What is the distance modulus and how is it used?
The distance modulus (µ) is a logarithmic measure of distance defined as µ = m − M = 5 × log₁₀(d) − 5, where m is the apparent magnitude (observed brightness), M is the absolute magnitude (intrinsic luminosity at 10 parsecs), and d is the distance in parsecs. A star at 10 parsecs has µ = 0. If you know a star's spectral type (and thus M), you can calculate its distance from m alone — this is called spectroscopic parallax. If you have a parallax measurement, you can find M to confirm the star's luminosity class. Distance modulus also appears in studies of Type Ia supernovae, Cepheid variables, and all the rungs of the cosmic distance ladder.
What happens when parallax cannot measure a star's distance?
For stars beyond about 10,000 parsecs (32,600 light-years), even Gaia's precision becomes insufficient.

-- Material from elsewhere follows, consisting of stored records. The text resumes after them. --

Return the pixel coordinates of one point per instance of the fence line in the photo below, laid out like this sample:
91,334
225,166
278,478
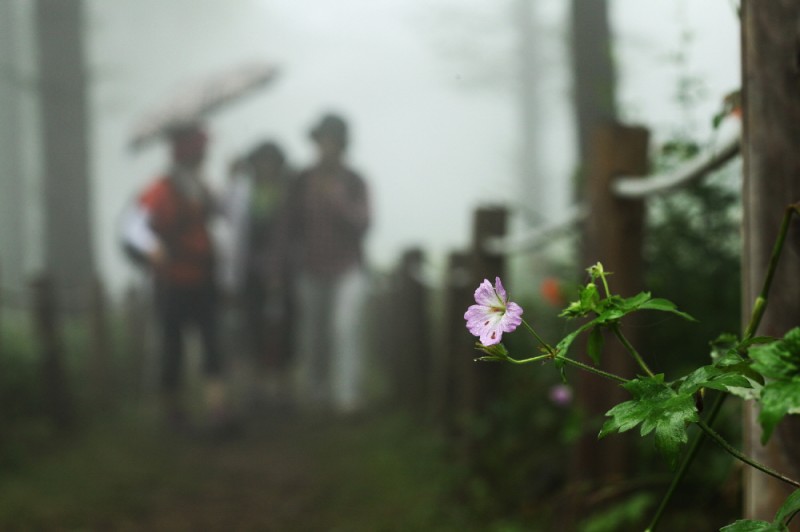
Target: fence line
692,170
534,238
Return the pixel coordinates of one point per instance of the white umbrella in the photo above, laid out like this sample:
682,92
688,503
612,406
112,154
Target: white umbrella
201,99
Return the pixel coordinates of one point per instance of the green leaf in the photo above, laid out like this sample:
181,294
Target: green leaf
659,409
789,507
779,359
715,378
777,399
782,517
744,525
664,305
595,345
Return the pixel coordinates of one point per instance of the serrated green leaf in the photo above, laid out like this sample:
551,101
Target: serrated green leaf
595,345
779,359
715,378
777,399
633,303
789,507
744,525
664,305
659,409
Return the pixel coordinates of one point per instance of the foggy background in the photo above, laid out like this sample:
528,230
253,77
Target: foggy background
431,89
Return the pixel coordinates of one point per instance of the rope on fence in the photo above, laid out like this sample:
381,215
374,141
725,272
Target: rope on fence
535,238
697,168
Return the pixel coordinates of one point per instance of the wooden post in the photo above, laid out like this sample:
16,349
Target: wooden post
135,344
57,399
101,346
412,364
771,151
482,380
612,235
455,359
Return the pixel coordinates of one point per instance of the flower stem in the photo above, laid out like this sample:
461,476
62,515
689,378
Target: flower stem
760,304
759,307
632,350
551,352
528,360
590,369
736,453
694,448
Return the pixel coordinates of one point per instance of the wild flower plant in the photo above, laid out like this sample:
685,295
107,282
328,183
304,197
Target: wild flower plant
763,369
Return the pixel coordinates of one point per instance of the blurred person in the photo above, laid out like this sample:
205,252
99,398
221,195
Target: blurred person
168,229
257,199
329,215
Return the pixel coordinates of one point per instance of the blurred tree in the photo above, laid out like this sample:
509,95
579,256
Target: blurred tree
771,150
11,183
592,69
63,111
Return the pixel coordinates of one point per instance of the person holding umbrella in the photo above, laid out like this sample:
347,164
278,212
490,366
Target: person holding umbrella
168,228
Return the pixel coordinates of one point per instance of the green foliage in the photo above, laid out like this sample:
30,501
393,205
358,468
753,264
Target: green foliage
659,409
779,362
784,515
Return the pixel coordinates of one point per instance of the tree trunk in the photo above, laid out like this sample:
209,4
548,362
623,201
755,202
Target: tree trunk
771,151
67,229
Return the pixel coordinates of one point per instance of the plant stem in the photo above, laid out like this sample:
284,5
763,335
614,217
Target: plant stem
528,360
688,458
631,350
736,453
760,304
591,369
539,339
755,319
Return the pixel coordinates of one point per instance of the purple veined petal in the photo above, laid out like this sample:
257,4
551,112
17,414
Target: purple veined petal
485,325
509,322
491,337
485,294
500,290
512,309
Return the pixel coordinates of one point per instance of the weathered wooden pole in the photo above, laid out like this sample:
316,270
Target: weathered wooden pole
100,346
613,235
135,344
413,363
457,353
57,399
483,379
771,151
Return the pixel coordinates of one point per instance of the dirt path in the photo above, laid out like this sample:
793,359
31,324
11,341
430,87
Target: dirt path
283,475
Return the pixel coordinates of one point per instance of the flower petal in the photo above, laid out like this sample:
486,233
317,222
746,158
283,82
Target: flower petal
500,291
485,294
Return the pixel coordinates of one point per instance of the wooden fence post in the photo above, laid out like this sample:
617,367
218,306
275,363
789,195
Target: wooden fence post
455,358
135,341
771,155
483,379
57,399
100,367
412,365
613,235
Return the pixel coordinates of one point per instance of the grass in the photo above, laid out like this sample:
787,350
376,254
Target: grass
382,474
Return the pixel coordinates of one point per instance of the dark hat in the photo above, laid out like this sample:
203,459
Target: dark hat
267,150
331,125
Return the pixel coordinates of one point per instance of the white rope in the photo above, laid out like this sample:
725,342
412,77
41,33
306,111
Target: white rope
536,237
697,168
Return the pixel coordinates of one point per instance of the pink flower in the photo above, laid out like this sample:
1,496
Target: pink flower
494,314
561,394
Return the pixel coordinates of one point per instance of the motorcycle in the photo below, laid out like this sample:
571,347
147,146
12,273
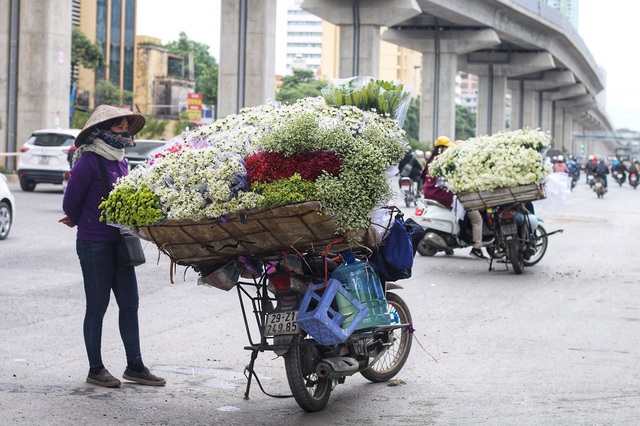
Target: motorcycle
409,190
313,369
518,236
443,230
599,187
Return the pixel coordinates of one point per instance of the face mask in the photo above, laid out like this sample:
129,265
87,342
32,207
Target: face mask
116,140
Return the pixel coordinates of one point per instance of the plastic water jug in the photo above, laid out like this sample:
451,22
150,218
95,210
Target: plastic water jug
359,279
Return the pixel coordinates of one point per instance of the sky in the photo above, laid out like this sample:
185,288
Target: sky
606,26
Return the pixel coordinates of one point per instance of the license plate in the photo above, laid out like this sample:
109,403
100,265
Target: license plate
281,323
509,228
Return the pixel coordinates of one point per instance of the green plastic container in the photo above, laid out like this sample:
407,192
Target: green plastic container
359,279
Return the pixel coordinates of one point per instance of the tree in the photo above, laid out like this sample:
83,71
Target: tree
153,128
301,84
84,52
183,124
109,94
465,123
205,66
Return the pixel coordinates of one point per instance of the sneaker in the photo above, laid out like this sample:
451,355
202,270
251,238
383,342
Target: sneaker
103,378
477,253
144,378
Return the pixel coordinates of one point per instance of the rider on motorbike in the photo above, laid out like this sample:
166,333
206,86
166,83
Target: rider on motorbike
621,168
560,167
601,171
434,190
590,167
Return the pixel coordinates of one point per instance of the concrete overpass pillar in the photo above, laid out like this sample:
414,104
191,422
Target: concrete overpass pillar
524,106
567,136
259,58
546,115
438,107
368,62
360,23
493,68
440,53
492,93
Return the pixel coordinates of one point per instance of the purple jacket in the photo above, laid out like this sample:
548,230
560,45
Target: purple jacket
84,194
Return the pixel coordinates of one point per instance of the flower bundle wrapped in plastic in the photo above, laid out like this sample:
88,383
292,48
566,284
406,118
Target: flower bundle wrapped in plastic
264,157
503,160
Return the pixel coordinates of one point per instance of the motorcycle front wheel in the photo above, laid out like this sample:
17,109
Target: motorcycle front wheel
392,361
515,256
310,391
426,249
539,241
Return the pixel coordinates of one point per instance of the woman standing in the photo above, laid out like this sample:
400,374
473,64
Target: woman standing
102,140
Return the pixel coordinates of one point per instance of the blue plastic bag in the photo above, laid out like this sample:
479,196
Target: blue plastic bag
398,250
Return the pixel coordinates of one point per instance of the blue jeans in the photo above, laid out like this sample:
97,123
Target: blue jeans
102,274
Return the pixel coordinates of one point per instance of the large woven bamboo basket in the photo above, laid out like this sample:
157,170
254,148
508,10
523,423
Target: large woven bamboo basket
260,233
477,200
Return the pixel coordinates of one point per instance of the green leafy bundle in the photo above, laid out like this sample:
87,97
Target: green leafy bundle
129,206
383,97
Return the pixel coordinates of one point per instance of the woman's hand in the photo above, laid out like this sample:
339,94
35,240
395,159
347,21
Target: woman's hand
65,220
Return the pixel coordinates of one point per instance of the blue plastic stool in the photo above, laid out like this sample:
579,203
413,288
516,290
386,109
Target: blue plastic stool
324,323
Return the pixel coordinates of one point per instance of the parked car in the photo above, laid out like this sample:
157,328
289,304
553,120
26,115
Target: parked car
44,157
7,208
144,150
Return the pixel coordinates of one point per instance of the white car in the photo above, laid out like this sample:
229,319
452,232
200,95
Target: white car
44,158
7,208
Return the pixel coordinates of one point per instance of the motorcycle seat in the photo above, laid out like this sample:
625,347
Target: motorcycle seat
436,204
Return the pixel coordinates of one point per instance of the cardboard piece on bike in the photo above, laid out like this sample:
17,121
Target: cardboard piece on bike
477,200
300,226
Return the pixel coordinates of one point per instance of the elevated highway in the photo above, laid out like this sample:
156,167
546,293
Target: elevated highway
524,47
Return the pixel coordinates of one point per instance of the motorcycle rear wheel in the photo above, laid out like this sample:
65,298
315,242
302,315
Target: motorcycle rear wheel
310,391
392,361
515,256
539,241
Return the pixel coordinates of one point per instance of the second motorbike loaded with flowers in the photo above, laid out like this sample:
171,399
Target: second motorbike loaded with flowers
496,174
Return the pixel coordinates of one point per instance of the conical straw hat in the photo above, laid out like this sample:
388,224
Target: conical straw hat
105,113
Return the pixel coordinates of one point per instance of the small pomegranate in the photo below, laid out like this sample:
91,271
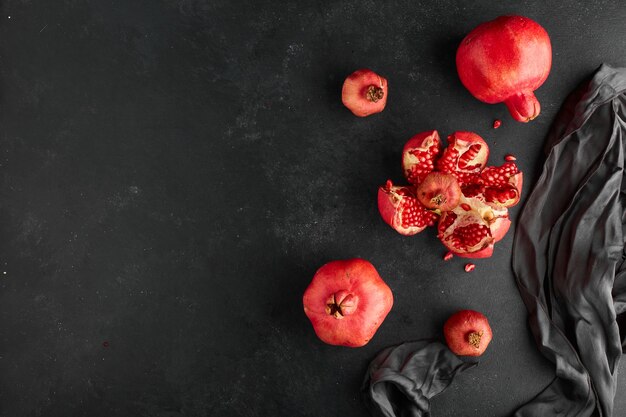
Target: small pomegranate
364,92
506,60
465,156
400,209
418,156
467,333
439,191
346,302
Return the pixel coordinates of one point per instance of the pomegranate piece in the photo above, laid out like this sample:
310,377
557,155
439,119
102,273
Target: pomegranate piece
470,230
418,156
465,156
364,92
439,191
467,333
506,60
346,302
400,209
502,185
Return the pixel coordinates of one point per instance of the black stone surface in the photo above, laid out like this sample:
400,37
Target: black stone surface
174,172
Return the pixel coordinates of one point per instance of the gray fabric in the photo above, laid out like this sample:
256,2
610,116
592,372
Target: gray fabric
401,379
568,254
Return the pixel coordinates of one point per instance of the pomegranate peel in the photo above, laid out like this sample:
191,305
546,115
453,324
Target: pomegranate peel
439,191
400,209
346,302
467,333
418,156
364,92
465,156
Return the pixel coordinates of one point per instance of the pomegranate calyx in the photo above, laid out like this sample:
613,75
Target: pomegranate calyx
374,93
473,338
524,106
342,303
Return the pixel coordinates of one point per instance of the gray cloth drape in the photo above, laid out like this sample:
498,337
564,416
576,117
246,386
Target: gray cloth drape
568,251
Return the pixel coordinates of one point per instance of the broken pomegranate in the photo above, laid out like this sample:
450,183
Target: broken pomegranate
439,191
346,302
400,209
418,156
467,333
364,92
472,219
506,60
465,156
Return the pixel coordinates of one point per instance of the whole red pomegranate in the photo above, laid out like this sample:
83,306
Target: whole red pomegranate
364,92
506,60
346,302
467,333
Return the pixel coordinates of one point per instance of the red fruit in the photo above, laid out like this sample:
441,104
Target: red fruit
465,156
503,184
467,333
346,302
418,156
506,60
364,92
439,191
400,209
471,229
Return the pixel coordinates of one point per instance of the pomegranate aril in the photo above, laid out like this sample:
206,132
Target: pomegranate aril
469,155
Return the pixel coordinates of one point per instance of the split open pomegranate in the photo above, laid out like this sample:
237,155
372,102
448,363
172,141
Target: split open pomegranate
470,200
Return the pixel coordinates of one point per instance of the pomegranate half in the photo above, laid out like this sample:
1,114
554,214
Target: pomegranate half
506,60
346,302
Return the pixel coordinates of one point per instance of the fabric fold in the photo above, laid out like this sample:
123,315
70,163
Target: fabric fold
402,379
568,254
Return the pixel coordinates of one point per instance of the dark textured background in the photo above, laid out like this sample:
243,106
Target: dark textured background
174,172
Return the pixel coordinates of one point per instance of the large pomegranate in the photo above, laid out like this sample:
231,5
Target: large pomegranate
506,60
346,302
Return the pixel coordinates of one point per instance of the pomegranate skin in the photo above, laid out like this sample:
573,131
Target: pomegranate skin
364,92
346,302
506,60
467,333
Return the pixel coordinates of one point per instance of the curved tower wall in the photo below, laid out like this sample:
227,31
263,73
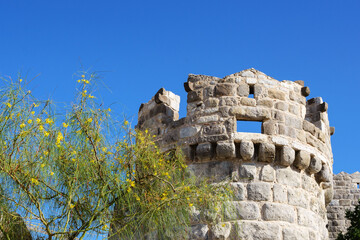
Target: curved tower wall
282,177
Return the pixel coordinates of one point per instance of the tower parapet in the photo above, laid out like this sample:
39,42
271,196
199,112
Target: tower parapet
282,177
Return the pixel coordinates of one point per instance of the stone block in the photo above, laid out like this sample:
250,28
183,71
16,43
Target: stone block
241,211
295,233
254,230
315,165
246,150
265,102
225,149
298,197
199,232
220,231
324,175
214,129
283,106
248,102
288,177
211,102
302,159
278,212
305,91
276,94
287,156
247,172
269,127
267,173
266,152
225,89
189,131
195,96
243,90
239,191
204,151
280,193
259,191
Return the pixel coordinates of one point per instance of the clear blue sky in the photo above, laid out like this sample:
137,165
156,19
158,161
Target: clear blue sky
141,46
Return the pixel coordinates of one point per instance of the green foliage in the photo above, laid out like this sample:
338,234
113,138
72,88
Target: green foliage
68,174
353,232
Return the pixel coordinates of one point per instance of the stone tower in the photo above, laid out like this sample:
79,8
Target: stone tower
282,177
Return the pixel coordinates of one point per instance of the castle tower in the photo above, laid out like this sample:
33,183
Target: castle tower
282,177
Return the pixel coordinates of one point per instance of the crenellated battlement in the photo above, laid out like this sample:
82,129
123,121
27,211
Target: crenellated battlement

Astronomers then rely on secondary and tertiary distance indicators. Cepheid variable stars pulsate with periods that directly reveal their absolute luminosity, making them standard candles visible across millions of light-years. RR Lyrae stars serve a similar role in globular clusters. Type Ia supernovae are so luminous they can be used across billions of light-years, extending distance measurements to the observable universe. Each of these methods is calibrated against the geometric parallax baseline established by Hipparcos and Gaia — making parallax the indispensable first rung of the cosmic distance ladder.
How accurate is the d = 1/p formula in practice?
The formula d = 1/p is exact within the small-angle approximation, which holds extremely well for all stellar parallaxes (all are much less than 1 degree). The full formula is d = 1 AU / tan(p), but for angles below about 1 degree, tan(p) ≈ p (in radians), making the simplified formula accurate to better than 1 part in 10,000 for any realistic stellar parallax. In practice, the main sources of uncertainty are the measurement precision of the parallax angle itself (limited by atmosphere or instrument), proper motion corrections, and perspective acceleration for very nearby, fast-moving stars. For Gaia measurements of bright stars, distance uncertainties of 1% or better are routinely achieved for stars within a few hundred parsecs.